Paying attention to detail allows you to spot oddities that are normally undetectable. For example, we created an algorithm which can find the least frequent terms in a particular query and identify them as ‘key’ terms; then, proceed to boost titles with those key terms. After adding the algorithm, we got a modest increase in the engine score. Success!
But then we started looking at what was ‘key’ according to the algorithm for the most popular queries, and discovered that they often looked pretty odd. For example, with |powered hang gliders|, the key terms were “powered” and “hang.” For |world war| the key term was “world,” etc. So we modified the algorithm to look for phrase expansions from the thesaurus - if the phrase expansions exist, then those expansions became ‘key.’ Now, rather than just “world,” the key term for |world war| is actually the phrase “world war,” which makes a lot more sense.
You have to look at every little thing and constantly double check. We spend a lot of time looking at query results and asking ourselves: “Does this look good? Is it better than before?

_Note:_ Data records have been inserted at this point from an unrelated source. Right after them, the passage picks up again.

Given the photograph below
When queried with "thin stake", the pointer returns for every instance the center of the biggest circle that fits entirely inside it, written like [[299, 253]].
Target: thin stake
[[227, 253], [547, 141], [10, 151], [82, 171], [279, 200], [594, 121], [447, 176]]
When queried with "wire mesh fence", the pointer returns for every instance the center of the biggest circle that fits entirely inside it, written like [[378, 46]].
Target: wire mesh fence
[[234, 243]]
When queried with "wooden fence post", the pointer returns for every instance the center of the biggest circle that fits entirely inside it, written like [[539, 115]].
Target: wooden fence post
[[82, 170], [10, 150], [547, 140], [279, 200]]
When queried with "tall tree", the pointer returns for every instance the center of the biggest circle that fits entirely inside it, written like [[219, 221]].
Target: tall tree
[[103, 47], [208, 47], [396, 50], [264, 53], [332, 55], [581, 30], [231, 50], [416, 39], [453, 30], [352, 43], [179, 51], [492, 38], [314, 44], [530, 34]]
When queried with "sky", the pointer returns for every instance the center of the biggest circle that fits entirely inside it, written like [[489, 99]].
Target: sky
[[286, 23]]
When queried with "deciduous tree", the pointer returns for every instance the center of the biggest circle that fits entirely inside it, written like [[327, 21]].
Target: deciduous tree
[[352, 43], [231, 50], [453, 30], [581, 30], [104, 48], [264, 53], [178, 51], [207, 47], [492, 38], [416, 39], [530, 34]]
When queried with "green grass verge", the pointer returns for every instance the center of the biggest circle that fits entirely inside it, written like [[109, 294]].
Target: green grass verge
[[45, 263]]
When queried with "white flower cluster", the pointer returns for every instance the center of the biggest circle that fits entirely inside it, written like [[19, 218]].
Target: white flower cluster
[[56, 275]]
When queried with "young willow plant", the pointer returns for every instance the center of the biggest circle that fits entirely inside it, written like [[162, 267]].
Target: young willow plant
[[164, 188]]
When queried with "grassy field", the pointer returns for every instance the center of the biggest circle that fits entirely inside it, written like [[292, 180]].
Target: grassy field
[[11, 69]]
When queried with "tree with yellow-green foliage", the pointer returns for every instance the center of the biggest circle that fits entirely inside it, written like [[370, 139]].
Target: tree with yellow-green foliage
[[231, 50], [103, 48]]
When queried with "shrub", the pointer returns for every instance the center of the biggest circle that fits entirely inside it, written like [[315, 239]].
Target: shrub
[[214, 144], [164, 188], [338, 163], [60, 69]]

Why or why not?” Carefully looking at Solr Explain (to find out why documents are where they are in the results list) helps a lot, too.
Finally, search engine scoring has proven very effective at helping us find cases to fix. We can find cases where the old engine was good and the new engine is bad. Then we can individually look at documents and identify relevant documents which are missing or showing much too low in the search results. Sometimes, we look at the documents and think to ourselves, “Eh, the new results are better,” but sometimes we realize something is wrong, or can be made better. This process leads us to developing new query structures and other adjustments for a more intelligent search engine.
It seems clear: Old methods of search engine accuracy tuning are dead. You must use search engine scoring as a key component of your relevancy algorithms – this is the only way to do it. Once you have (the right) log data, this process is so powerful, and so much more fun to go through, for boosting your search engine performance! Getting incremental improvements in the score are a real accomplishment, backed up by real data (just how we like it). When you get a 0.02 improvement in the score, everyone celebrates!
We've entered the age of enlightenment for search engine relevancy, and it’s a wonderful thing.